Spotify founder and CEO Daniel Ek in New York in December 2013.
Photograph by Emmanuel Dunand — AFP/Getty Images

Spotify leads the app store despite the launch of Apple Music, but its status also means it has a target on its back

By Mathew Ingram
October 21, 2015

Apple Music has been getting a lot of attention since its launch, at least from the media, with a lot of speculation about whether it would become a “Spotify killer,” given the computer company’s massive reach and resources. It doesn’t look like Spotify has much to worry about just yet, however: It topped the highest-grossing app list for the first time this week, while Apple announced that just over half of the users who signed up for its Music trial have converted into paying customers.

Admittedly, for a new streaming-music service to acquire 6.5 million paying customers right out of the gate is still fairly impressive, even if it is a drop from the 11 million that Apple AAPL said were using its service to begin with (it’s unknown how many of those subscribers just forgot to cancel and were automatically billed).
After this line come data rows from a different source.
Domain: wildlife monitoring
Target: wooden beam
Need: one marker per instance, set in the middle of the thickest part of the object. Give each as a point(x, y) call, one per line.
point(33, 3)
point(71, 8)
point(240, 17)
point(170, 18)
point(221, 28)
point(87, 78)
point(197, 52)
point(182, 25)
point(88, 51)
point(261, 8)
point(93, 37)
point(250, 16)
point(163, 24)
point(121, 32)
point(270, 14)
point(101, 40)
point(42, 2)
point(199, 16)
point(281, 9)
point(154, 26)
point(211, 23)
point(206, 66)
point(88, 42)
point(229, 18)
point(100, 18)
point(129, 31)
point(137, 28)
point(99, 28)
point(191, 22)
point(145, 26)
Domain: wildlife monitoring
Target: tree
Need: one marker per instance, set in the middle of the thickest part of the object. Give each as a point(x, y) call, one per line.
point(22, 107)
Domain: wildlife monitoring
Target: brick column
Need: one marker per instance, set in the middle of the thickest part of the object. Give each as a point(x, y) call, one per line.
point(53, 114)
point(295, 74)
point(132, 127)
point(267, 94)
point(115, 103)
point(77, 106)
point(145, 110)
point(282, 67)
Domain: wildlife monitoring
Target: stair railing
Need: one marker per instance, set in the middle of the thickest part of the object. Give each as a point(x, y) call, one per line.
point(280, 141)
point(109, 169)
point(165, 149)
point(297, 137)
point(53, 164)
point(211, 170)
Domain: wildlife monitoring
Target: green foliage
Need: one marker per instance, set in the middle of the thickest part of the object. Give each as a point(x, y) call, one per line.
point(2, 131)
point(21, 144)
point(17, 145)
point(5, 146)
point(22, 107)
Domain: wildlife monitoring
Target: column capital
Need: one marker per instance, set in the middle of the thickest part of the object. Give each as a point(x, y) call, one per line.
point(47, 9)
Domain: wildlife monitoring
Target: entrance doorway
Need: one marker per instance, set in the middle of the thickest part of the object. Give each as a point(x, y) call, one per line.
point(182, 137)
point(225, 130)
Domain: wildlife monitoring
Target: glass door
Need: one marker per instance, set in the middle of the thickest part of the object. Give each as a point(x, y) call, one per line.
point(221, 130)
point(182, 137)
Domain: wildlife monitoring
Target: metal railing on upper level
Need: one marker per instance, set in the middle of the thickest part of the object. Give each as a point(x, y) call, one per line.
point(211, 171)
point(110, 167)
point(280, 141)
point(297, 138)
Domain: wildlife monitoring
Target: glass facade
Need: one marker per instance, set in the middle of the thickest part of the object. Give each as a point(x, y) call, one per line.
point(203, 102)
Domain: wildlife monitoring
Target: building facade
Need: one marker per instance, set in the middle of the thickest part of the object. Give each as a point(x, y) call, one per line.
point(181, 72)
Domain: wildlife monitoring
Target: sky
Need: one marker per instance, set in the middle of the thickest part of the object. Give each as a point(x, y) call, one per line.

Regardless, having 6.5 million subscribers puts Apple Music in the lower tier of music services, alongside players like Deezer, the French service that just filed for an IPO with 6.3 million paying subscribers (although the company admits that almost half of those paid for a phone that had Deezer bundled with it, but don’t actually use it).

Spotify is currently the leader of the streaming-music pack, at least when it comes to revenue, with 20 million paying customers, out of a total user base that it says is around 75 million. Pandora’s user base is somewhat larger, at almost 80 million users, but fewer than 4 million of those are actual paying subscribers.

Unfortunately for Spotify, being number one also means that it is the highest-profile target for criticism, and it has been getting plenty of that. One recurring trend is a chorus of complaints from musicians that the company doesn’t pay enough in royalties for the music it streams, despite the fact that Spotify notes it has paid more than $3 billion in royalties since the company began in 2008.

In one of the latest scuffles over this issue, a U.S. record label known as Victory Records complained that Spotify has removed its entire catalog from circulation, after the record company alleged the company was underpaying for its content.

According to a survey by a royalty-tracking service called Audiam, Spotify hasn’t paid royalties on millions of streams involving more than 3,000 recordings that Victory Records and a sister company hold the rights to. Among the songs in dispute are several by a Florida-based punk band called A Day To Remember.

Spotify, for its part, says that since it can’t verify the claims made by Victory Records, it had no choice but to remove the entire catalog until the legality of those claims could be assessed. The catalog was only removed in the U.S., but remains available for listeners in other countries where Spotify operates.

Victory’s allegations may make Spotify look like the bad guy, but the reality of the digital music industry is that figuring out how much a company like Spotify has to pay in royalties — and to whom — is not as simple as it sounds.

An audio recording of a song, for example, is typically owned by a record company, as a result of a contract with the artist who performs it. As a result, most streaming royalties flow to record companies, who then pay the artists involved. But whoever wrote the songs — who may or may not be the same artist that performed it — is also due a share of the royalties, as is the original publisher. These are known as “mechanical” royalties.

In most cases, however, songs uploaded to streaming services don’t include the original songwriter or publisher in the “metadata” that gets bundled with the music. That makes it difficult for services like Spotify to know who they are supposed to pay, which is why there are firms like Audiam that specialize in tracking down missing payments.

Audiam says that it has provided Spotify with detailed Excel spreadsheets and other documents that show which songs have been streamed and which the service has failed to pay mechanical and other licensing fees for.

Music services like Spotify and recording industry groups have repeatedly called for some kind of co-ordinated effort to centralize the process of royalty licensing, but it remains an elusive goal, in part because of industry infighting and the number of separate players involved. But until that gets sorted out, Spotify and others will make a convenient scapegoat for both musicians and publishers.